While the catalogue is being built as part of the BigScience effort which focuses on a predefined set of languages, it will continue being maintained and aims to be of general use beyond the scope of this project. As such, we welcome contributions of entries corresponding to any language.

BigScience Languages

The BigScience effort chose to focus on the following languages and language group based on a combination for demographic and geographic coverage and availability and first-hand knowledge of BigScience participants. We especially invite contributions for entries corresponding to the following language groups:

  • African Languages of the Niger-Congo family, including e.g.
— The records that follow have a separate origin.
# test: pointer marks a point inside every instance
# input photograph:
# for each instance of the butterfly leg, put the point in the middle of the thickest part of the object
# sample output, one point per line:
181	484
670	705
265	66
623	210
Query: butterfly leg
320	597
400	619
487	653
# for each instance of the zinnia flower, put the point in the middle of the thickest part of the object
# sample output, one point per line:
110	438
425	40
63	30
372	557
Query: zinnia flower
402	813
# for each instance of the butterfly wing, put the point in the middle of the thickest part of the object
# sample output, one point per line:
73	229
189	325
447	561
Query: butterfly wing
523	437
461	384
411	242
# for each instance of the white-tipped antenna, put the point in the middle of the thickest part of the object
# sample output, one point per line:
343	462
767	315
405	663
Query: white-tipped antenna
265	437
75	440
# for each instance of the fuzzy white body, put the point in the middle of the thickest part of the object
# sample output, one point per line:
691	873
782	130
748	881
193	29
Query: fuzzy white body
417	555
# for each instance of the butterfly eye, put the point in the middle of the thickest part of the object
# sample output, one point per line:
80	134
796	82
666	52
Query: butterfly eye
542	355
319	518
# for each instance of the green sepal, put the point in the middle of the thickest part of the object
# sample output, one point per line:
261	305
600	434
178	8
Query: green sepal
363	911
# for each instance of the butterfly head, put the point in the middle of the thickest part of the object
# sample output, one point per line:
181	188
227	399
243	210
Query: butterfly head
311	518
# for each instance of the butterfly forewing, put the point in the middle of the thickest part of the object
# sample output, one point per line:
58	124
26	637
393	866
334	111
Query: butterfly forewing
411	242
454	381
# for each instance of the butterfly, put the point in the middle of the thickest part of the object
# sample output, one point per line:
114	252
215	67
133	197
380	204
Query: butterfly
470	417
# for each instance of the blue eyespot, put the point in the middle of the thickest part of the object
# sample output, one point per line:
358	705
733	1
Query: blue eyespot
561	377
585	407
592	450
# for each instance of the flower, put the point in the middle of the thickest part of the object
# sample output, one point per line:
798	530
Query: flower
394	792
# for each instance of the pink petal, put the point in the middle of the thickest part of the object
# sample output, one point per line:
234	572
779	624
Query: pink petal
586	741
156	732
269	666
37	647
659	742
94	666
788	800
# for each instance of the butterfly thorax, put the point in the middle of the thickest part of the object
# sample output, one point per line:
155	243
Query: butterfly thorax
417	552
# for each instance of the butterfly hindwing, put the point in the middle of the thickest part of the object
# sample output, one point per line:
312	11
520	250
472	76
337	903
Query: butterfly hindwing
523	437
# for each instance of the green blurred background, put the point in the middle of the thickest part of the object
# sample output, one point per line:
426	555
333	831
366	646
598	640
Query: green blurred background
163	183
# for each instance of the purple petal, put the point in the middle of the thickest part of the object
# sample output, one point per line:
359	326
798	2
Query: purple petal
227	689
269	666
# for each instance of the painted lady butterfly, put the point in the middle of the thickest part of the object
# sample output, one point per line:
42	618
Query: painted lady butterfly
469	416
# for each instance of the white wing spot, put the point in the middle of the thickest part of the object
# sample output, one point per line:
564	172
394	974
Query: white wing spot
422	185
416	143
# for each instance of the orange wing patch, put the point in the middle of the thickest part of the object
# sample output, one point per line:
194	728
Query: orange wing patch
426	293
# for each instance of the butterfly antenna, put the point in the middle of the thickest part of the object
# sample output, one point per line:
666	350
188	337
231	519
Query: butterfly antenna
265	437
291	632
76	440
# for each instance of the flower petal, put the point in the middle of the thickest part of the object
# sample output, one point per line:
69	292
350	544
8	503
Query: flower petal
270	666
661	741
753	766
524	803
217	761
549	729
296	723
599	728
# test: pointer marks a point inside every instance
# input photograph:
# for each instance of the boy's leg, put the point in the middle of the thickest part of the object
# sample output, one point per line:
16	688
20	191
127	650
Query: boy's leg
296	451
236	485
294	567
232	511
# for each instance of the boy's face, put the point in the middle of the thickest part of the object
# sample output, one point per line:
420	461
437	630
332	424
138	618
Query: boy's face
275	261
Swahili and other Bantu languages
  • Arabic
  • Basque
  • Catalan
  • Chinese
  • English
  • French
  • Indic languages, including Bengali, Hindi, Urdu
  • Indonesian
  • Portuguese
  • Spanish
  • Vietnamese

We also welcome contributions of programming language data to test a large-scale model's ability to learn their distribution.

If you choose, African languages, Arabic, or Indic languages for your entry, a further drop-down menu will also appear to allow you to select the specific language, language variety, or dialect: the full list can be found here.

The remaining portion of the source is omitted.